American Horror Story Season 6: the Mystery Has Been Solved

Interesting. And many of the theorists hit it right on the nose, but nothing could've prepared anyone for how the makers of AHS were going to spin this yarn, and I'll say this only once: genius. Wait, one more time with extra emphasis -- PURE genius.

Just What Kind of Innovation Are We Talking About for American Horror Story Season 6?


SPOILERS AHEAD: I can only imagine just about anyone who is anyone has seen the first episode
now, so I won't blow up many heads as it is, but just in case -- yes, I'll be spoiling a lot here. For starters, it's true: this season has something to do with a lot of the events occurring way back when in our country in a little town called Roanoke as evidenced by the subtitle of this season: "My Roanoke Nightmare."

But what I was not prepared for was the fact that this season would be told not by conventional means, but by obvious mockumentary in an admittedly believable and disturbing fashion. Kudos. They took cues from what we've been seeing a lot of lately in channels like Destination America or SyFy where the horror takes a smattering of a found footage era and simply dramatically represents it with clips of real-life, real-world testimonials to help the narrative along.

It's a form of storytelling with surprising effect. We see the emotions in real-time from two different perspectives -- one in retrospect, and one in real-life happening, and the merging of that is ethereal.

Plus don't get me started at all with the advent that is Cuba Gooding Jr.! Nice.

Anyway, the first episode set the stage so beautifully that I'm utterly in agony from watching it end, paralyzed with the need to see what happens in episode II. Talk about a slow burn.

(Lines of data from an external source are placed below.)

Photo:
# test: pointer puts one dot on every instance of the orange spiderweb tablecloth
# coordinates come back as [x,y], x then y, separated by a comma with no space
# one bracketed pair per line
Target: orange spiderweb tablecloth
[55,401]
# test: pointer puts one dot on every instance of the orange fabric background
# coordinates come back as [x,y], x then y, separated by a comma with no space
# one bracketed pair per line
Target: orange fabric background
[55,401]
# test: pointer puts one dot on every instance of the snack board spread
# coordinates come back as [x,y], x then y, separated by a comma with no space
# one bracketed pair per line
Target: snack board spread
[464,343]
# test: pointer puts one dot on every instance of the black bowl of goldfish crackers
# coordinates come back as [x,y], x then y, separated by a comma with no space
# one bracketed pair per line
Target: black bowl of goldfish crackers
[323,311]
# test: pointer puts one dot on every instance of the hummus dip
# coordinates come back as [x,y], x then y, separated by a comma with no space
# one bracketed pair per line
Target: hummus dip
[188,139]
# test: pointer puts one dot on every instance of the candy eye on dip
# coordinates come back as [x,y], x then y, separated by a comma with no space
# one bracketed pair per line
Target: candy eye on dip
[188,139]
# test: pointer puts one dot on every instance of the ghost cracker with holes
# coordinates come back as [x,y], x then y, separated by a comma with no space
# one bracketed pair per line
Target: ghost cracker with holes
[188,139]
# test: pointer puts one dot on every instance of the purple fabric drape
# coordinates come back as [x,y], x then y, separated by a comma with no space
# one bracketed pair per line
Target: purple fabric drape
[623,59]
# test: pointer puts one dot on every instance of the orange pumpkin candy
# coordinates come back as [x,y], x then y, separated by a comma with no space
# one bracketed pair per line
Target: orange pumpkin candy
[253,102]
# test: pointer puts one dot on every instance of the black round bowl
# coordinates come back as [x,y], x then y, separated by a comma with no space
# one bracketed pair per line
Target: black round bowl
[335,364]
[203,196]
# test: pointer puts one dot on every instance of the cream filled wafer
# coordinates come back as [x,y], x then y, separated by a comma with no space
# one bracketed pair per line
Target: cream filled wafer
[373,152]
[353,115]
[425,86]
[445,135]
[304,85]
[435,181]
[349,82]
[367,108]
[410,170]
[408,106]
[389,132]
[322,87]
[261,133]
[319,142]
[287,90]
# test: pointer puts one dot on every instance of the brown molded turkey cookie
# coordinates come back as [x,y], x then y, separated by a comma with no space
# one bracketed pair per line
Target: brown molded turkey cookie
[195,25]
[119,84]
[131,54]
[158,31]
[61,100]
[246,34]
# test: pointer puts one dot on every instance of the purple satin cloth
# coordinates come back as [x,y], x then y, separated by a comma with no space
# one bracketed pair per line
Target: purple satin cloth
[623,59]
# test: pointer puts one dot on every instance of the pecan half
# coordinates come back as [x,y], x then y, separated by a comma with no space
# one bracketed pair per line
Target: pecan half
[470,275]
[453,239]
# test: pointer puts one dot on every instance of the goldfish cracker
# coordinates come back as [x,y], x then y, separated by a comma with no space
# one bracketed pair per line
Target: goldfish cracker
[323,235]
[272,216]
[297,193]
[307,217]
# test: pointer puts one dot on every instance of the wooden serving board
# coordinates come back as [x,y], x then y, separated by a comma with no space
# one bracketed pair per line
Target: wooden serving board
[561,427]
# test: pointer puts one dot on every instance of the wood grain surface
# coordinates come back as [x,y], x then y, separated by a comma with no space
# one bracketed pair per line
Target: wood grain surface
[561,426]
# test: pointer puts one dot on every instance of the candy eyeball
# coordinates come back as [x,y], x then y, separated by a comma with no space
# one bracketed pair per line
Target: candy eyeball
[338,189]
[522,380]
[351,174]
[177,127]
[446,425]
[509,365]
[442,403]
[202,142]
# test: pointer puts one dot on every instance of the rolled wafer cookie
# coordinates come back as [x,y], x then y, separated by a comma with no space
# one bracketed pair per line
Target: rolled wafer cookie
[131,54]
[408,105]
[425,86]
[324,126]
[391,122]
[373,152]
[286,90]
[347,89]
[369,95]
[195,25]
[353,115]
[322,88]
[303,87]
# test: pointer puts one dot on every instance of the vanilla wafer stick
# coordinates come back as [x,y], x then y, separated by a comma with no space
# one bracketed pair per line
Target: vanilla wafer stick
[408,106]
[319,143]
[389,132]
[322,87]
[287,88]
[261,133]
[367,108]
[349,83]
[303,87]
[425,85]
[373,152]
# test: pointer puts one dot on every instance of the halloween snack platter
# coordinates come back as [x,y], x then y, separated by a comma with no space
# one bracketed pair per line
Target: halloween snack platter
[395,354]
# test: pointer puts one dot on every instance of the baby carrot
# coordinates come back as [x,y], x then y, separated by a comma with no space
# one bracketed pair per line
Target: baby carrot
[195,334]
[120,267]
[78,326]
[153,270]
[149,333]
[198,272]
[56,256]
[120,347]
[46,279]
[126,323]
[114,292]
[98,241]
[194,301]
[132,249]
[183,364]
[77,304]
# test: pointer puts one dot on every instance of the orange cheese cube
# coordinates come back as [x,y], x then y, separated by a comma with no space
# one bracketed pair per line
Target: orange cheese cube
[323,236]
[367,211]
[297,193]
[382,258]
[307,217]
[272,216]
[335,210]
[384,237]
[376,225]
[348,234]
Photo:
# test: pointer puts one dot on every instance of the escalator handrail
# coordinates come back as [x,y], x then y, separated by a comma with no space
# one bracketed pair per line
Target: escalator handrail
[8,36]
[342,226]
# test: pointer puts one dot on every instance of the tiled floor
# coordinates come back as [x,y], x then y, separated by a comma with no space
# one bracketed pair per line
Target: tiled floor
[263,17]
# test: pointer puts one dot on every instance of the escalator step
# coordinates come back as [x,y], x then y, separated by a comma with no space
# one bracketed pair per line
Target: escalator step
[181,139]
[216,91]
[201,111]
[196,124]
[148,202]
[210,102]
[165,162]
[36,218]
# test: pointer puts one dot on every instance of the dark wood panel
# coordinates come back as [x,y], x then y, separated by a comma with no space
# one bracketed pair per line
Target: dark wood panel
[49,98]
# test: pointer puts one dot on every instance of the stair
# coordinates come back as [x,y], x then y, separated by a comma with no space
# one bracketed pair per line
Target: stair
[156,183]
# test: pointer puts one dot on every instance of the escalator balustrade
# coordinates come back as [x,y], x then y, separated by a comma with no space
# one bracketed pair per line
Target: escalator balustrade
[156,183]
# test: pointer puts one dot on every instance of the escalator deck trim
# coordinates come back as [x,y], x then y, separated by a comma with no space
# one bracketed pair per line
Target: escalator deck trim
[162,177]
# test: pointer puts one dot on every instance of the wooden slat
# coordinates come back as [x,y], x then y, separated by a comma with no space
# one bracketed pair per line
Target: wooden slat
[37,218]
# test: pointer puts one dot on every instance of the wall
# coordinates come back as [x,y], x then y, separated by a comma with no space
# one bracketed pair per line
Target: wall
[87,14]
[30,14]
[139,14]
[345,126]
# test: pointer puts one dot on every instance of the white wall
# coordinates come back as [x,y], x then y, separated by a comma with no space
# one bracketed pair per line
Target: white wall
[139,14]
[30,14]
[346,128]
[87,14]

All we know is that this couple's caught in an old house in the middle of nowhere seemingly experiencing strange, yet realistic "hauntings," and there's really no other way to describe it.

All the players are alluded to here, the greats (minus Jessica Lange). And their roles are so integrated that you'd never know they're really all in this story together, even though it's being presented as a real documentary.

And that's the beauty of it: it's a documentary. Based on real events. But played in a fictional way.

Like I Said: Genius. PURE GENIUS.


I missed "American Horror Story: Hotel," season 5, sadly, although many have said it was underwhelming. However, if this is any indication of a return to form in breaking ground, I'd say AHS is literally tearing the Earth up a new a-hole.